Despite filing, efforts still alive to bring industry back to mountain town

Colorado Goldfields, the Denver-based company that attempted to revive mining in Silverton, has filed for Chapter 11 bankruptcy.

Colorado Goldfields was forced into an involuntary chapter 7 bankruptcy by its creditors in late 2017. Among the company’s creditors is Todd Hennis, owner of the Gold King Mine.

On Tuesday, however, the company’s creditors asked the U.S. Bankruptcy Court for the District of Colorado to convert to a Chapter 11 bankruptcy, which allows some leeway in reorganizing assets rather than selling them off.

“This conversion ... would hopefully allow us to put the past history of Colorado Goldfields in the rearview mirror and facilitate our efforts to restart the facility and add jobs in Silverton,” Hennis told The Durango Heraldon Thursday.

In 2008, Colorado Goldfields purchased the Pride of the West mill, a few miles northeast of Silverton near Howardsville on County Road 2, with the promise of bringing back mining to the historic town.

At the time, Hennis was the president of Colorado Goldfields, but he resigned in fall 2008 and immediately filed litigation against the company. Littleton resident Stephen Guyer subsequently took over as director.

But in 2013, Hennis brought actions against Colorado Goldfields that forced the company to put Pride of the West into foreclosure.

He then purchased the mill – assessed at $4.2 million – for $300,000 in July 2015 at the foreclosure auction.

The situation, mired in litigation and moving parts, presented a precarious predicament: Hennis owned the land and the Pride of the West mill, but Colorado Goldfields owned the permit with the state to operate site.

In summer 2017, the state’s Division of Mining, Reclamation and Safety discovered a tailings pond that holds millings waste was overflowing, spilling sludge and sediment into the upper Animas River.

The state ordered Colorado Goldfields to repair the tailings pond by that fall or face revocation of its permit and seizure of its $515,000 bond.

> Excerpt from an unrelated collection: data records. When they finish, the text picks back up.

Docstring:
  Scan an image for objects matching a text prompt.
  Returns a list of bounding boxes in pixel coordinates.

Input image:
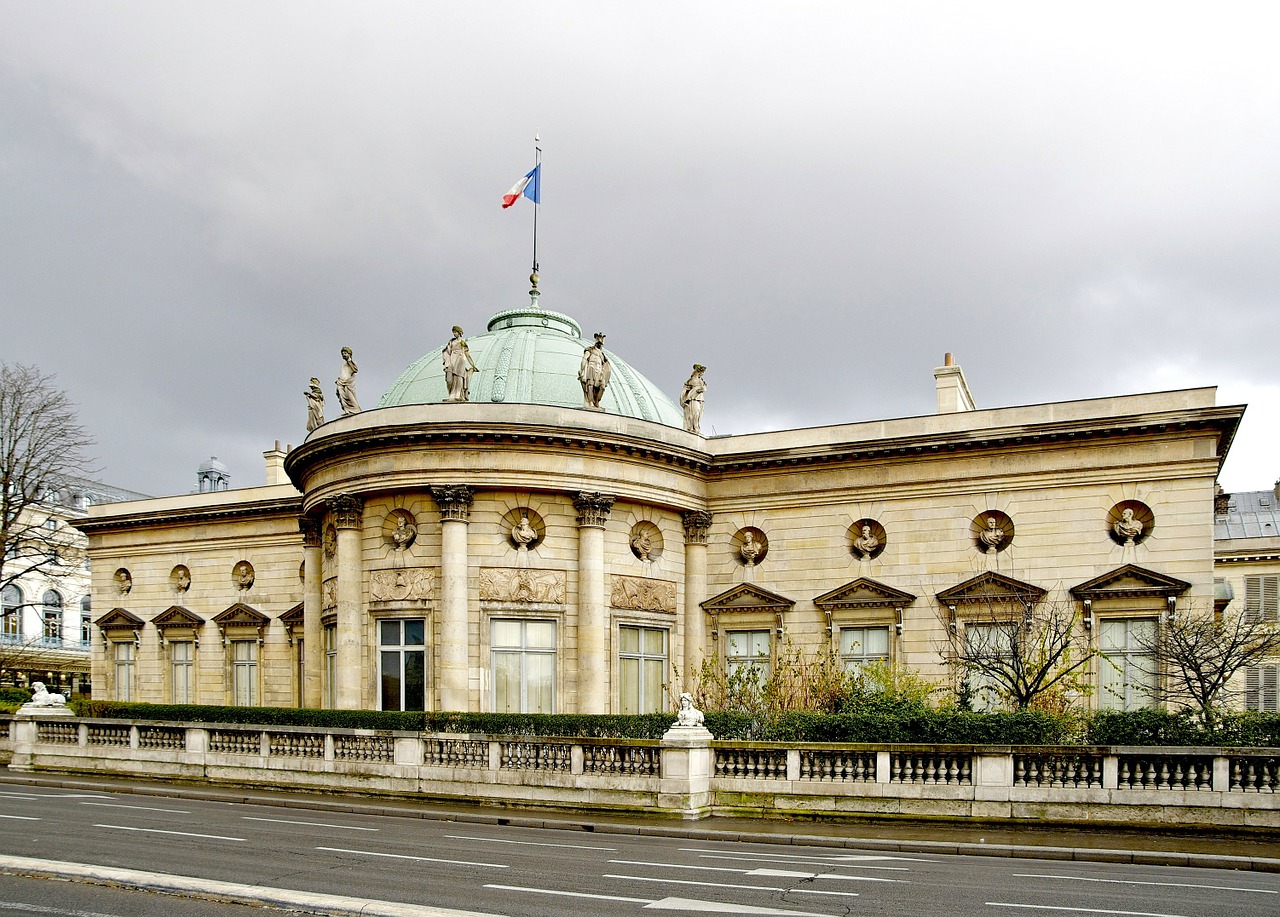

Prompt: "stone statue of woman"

[337,347,360,416]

But Hennis, owner of the land, did not allow Colorado Goldfields access to the property to make the necessary repairs.

Hennis has said he denied access to the mill because Colorado Goldfields failed to provide its workers with insurance, making him liable if injuries occurred on site.

Guyer, on the other hand, believes the act was intentional to put the company out of business.

Regardless, as a result, the state revoked Colorado Goldfield’s permit and bond money.

The state has since used about $200,000 of the bond money to fix the tailings pond, said Russ Means, an environmentalist specialist for the division.

The conversion to Chapter 11 bankruptcy is not a done deal, Hennis said. But if completed, it will allow whatever assets the company still has to be divided among its creditors.

It will then allow Hennis to try to reinstate the permit for the Pride of the West mill and recover the remaining posted bond, which is about $315,000.

And ultimately, Hennis hopes it will bring back mining to a town where the last mine closed in 1991. Hennis, who lives in Golden, holds a number of mining locations in Silverton he intends to sell as a package to a company to begin mining.

“That site is absolutely crucial for national defense purposes for mineral production, especially strategic minerals,” he said. “The Silverton mining district has a lot of strategic metals.”

Guyer, speaking to the Herald on Thursday, said Hennis has manipulated the court system to take over Colorado Goldfields in an attempt to gain full control of the company and its permit for the Pride of the West mill.

“It’s pretty incredible,” Guyer said. “He has successfully stolen the company.”

Hennis, however, contends that Colorado Goldfields should have been out of business years ago. He said the company operated at a loss for years and never conducted mining operations.

“They did a lot of damage to a lot of people,” he said.

Means said the state can use the remaining bond money if an immediate environmental threat is posed at the site. Otherwise, the division is waiting to see how the web of litigation plays out.

“There’s a lot of moving parts,” he said. “And a lot of it is outside our jurisdiction.”